It’s clear that there is a time and place for management to occasionally override a control. Everything in business is not routine, and there are times when special situations require special treatment. It would be silly to prohibit management from ever overriding the policies and procedures that are in place. There has to be guidance in place to direct employees when they may consider overriding controls.
However, it’s important to recognize that the override of controls should be the exception rather than the rule. Employees should be able to circumvent the system only on an infrequent basis, and these instances must be actively monitored to determine if the override process is being abused.
For example, there may be a policy specifying levels of approval before a payment can be issued. What if the person who normally approves the payment is on emergency sick leave and a payment needs to be made? There must be a process for getting an alternate employee to approve the payment. This transaction should then be flagged for later follow-up to determine that the payment was still proper. In this case, there is a need for overriding the normal control, but this is something that should happen infrequently.
There is an obvious dilemma surrounding the problem of override of internal controls. Management must monitor the controls and look for overrides. When management themselves are the ones doing the overrides, who is watching them?
The responsibility usually falls on the owner of a company and the board of directors. The board of directors should be proactively involved in monitoring internal controls and acting when overrides are discovered.
How can the board do this when they’re not involved in the daily operations of a company? One of the most important steps is creating and maintaining a culture of integrity. This means that an ethical corporate culture is continuously supported and exhibited. When unethical behavior is discovered, it must be met with swift action.
Another effective step is creating a whistleblower program that works. Studies have shown that giving employees an anonymous way to report suspicions of fraud is an effective way to detect and prevent fraud. Employees must be educated on what types of things should be reported, including instances of management overriding stated policies and procedures.
In larger companies, internal auditors can often be in a position to see which policies and procedures are being followed, and which are being circumvented. It’s important for companies to allow the internal auditors enough access to give them the opportunity to evaluate compliance with internal controls. They could be one of the best watchdogs companies have.

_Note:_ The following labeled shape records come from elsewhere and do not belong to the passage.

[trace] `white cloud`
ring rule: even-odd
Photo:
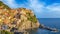
[[[47,9],[50,11],[60,11],[60,4],[54,3],[52,5],[47,6]]]
[[[29,6],[35,11],[35,13],[41,13],[44,8],[43,3],[39,3],[38,0],[28,0]]]

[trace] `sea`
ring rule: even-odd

Some companies severely reduce the access internal auditors have in a deliberate attempt to undermine their function and prevent them from seeing what is really going on. The board of directors should demand access for internal audit employees, and should ensure that internal auditors feel comfortable approaching the board directly with any concerns or problems.
Companies also may rely on their outside auditors and consultants to identify and report instances of overriding internal controls. This shouldn’t be a primary method of detecting override, however, because outside auditors and independent consultants often aren’t around enough to make it likely that they’ll see a lot of misbehavior.